In terms of post-quantum cryptography, it’s exciting to see how an important potential risk brought a community from academia, industry, and research together to collaborate and bring new schemes to life. It’s also interesting how existing cryptography has reached optimal efficiency levels that the new cryptographic primitives sometimes cannot meet, which pushes the industry to reconsider some of our uses. Sometimes the industry might overestimate the potential impact of quantum computing to technology, but I don’t believe we should disregard the effect of heavier algorithms on performance, our carbon footprint, energy consumption, and cost. We ought to aim for efficient solutions that don’t undermine security.

Where do you see post-quantum cryptography heading in the future?

Post-quantum cryptography has received a lot of attention, and a transition is about to start ramping up after we have ratified algorithms. Although it’s sometimes considered a Herculian effort, some use cases can transition smoothly.

AWS and other industry peers and researchers have already evaluated some post-quantum migration strategies. With proper prioritization and focus, we can address some of the most important applications and gradually transition the rest. There might be some applications that will have no clear path to a post-quantum future, but most will. At AWS, we are committed to making the transitions necessary to protect our customer data against future threats.

What are you currently working on that you look forward to sharing with customers’?

I’m currently focused on bringing post-quantum algorithms to our customers’ cryptographic use cases. I’m looking into the challenges that this upcoming migration will bring and participating in standards and industry collaborations that will hopefully enable a simpler transition for everyone.

I also engage on various topics with our cryptographic libraries teams (for example, AWS-LC and s2n-tls). We build these libraries with security and performance in mind, and they are used in software across AWS.

Additionally, I work with some AWS service teams to help enable compliance with various cryptographic requirements and regulations.

Is there something you wish customers would ask you about more often?

I wish customers asked more often about provable security and how to integrate such solutions in their software. This is a fascinating field that can prevent serious issues where cryptography can go wrong. It’s a complicated topic. I would like for customers to become more aware of the importance of provable security especially in open-source software before adopting it in their solutions. Using provably secure software that is designed for performance and compliance with crypto requirements is beneficial to everyone.

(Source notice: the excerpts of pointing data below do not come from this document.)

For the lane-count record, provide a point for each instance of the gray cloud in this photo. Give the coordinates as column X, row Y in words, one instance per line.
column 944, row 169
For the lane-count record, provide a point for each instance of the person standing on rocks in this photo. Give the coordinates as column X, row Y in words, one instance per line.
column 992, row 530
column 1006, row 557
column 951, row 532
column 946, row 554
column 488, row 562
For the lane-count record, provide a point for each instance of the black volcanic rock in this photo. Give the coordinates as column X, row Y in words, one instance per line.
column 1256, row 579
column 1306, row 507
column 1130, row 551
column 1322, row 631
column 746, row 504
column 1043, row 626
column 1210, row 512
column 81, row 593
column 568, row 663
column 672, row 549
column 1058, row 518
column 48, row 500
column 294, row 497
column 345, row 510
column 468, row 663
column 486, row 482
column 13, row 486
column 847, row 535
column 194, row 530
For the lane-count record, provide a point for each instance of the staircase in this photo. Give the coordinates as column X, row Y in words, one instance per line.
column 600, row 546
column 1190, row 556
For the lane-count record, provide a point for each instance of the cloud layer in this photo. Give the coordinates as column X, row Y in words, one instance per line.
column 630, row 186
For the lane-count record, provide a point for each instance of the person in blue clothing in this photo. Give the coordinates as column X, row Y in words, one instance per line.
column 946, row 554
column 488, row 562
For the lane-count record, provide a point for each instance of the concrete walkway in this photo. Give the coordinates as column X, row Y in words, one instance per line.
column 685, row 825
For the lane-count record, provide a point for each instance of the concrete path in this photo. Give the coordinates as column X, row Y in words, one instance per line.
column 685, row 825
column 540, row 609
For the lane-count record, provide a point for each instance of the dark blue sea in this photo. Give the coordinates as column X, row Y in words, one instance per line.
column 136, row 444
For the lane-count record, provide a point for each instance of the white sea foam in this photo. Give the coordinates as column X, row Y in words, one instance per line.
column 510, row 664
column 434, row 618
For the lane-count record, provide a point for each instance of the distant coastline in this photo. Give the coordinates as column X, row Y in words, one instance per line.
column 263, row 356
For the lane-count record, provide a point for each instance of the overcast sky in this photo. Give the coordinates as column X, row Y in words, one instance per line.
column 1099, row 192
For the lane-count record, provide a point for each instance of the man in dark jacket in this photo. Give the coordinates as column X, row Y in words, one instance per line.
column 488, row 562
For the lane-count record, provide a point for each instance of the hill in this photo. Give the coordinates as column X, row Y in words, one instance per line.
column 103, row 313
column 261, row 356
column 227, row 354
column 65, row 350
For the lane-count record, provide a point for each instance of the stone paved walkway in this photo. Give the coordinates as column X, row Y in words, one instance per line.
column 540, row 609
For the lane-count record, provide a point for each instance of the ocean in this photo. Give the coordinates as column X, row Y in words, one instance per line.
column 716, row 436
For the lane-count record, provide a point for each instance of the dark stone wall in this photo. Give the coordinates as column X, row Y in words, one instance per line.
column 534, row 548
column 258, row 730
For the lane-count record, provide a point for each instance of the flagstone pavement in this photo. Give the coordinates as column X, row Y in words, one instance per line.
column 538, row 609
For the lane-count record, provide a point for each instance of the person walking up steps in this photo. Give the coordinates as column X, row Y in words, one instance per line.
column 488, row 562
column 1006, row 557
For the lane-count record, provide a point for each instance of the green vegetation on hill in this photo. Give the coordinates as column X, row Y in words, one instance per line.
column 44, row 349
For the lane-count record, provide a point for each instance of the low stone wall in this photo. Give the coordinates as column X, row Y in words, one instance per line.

I also wish customers asked more about why AWS made certain choices when deploying new mechanisms. In areas of active research, it’s often simpler to experimentally build a proof-of-concept of a new mechanism and test and prove its performance in a controlled benchmark scenario. On the other hand, it’s usually not trivial to deploy new solutions at scale (especially given the size and technological breadth of AWS), to help ensure backwards compatibility, commit to supporting these solutions in the long run, and make sure they’re suitable for various uses. I wish I had more opportunities to go over with customers the effort that goes into vetting and deploying new mechanisms at scale.

You have frequently contributed to cybersecurity publications, what is your favorite recent article and why?

I’m excited about a vision paper that I co-authored with Tancrède Lepoint called Do we need to change some things? Open questions posed by the upcoming post-quantum migration to existing standards and deployments. We are presenting this paper at the Security Standardisation Research Conference 2023. The paper discussed some open questions posed by the upcoming post-quantum transition. It also proposed some standards updates and research topics on cryptographic issues that we haven’t addressed yet.

How about outside of work—any hobbies?

I used to play basketball when I was younger, but I no longer have time. I spend most of my time with my family and little toddlers who have infinite amounts of energy. When I find an opportunity, I like reading books and short stories or watching quality films.